The third proposal, it is understood, involves per tonne incentive bonus directly to farmers who fall within cane regions of mills that have a consistently high recovery rate. This would be an incentive on the lines of that given to wheat farmers recently.
In turn, the buffer stock move is expected to allow sugar mills to borrow more from banks—they have been very reluctant lenders to the industry which is now in the throes of a glut, over the last few months — and clear this year’s mammoth cane arrears to farmers.
That is an issue very close to the heart of the political fraternity, all the more so in view of the impending elections in Uttar Pradesh, among key producers of sugarcane, in early April.
However, sources pointed out that WTO compatibility of both the export subsidy issue and the buffer stock issue could prove to be a speed breaker in Cabinet’s giving them a nod for now. Besides, the finance ministry is not happy, sources said, about forking out a whopping additional food subsidy of several hundred crores.
There is also a strong tussle within the government over the key subject of whether or not the sugar industry should be put firmly on the deregulation road soon. The export subsidies planned as well as upsizing the buffer stock would be counter to deregulation plans and, some experts feel, turn the clock back for the sugar industry quite disastrously.

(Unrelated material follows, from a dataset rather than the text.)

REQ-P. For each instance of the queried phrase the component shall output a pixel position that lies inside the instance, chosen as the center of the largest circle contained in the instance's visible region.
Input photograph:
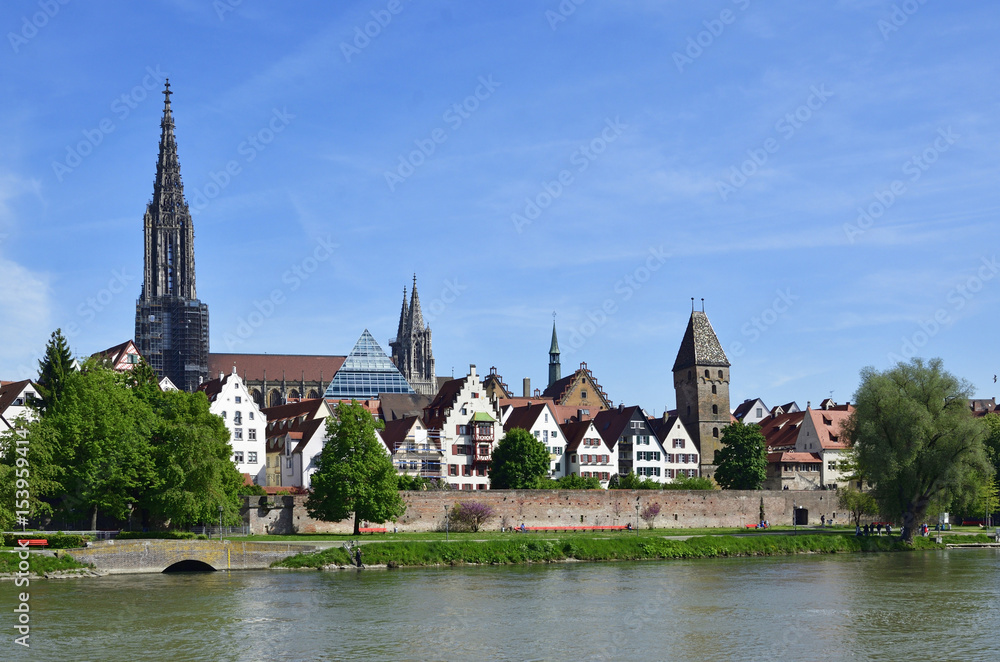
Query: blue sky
(823, 174)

Sections within the industry, however, have held the government squarely to blame for the crash in sugar prices and the big backlog on cane arrears payments, citing the “completely unreasonable” decision to ban all sugar exports between July 2006 and early this year, citing inflationary pressures caused by high domestic sugar prices. The ban came at a historic time when the industry had begun exporting, for the first time, at well above domestic prices. Prices have now come crashing down in the global market, however, making it uneconomical for the industry to export without any subsidy support from the government, even as it looks at another bumper crop in the next sugar year.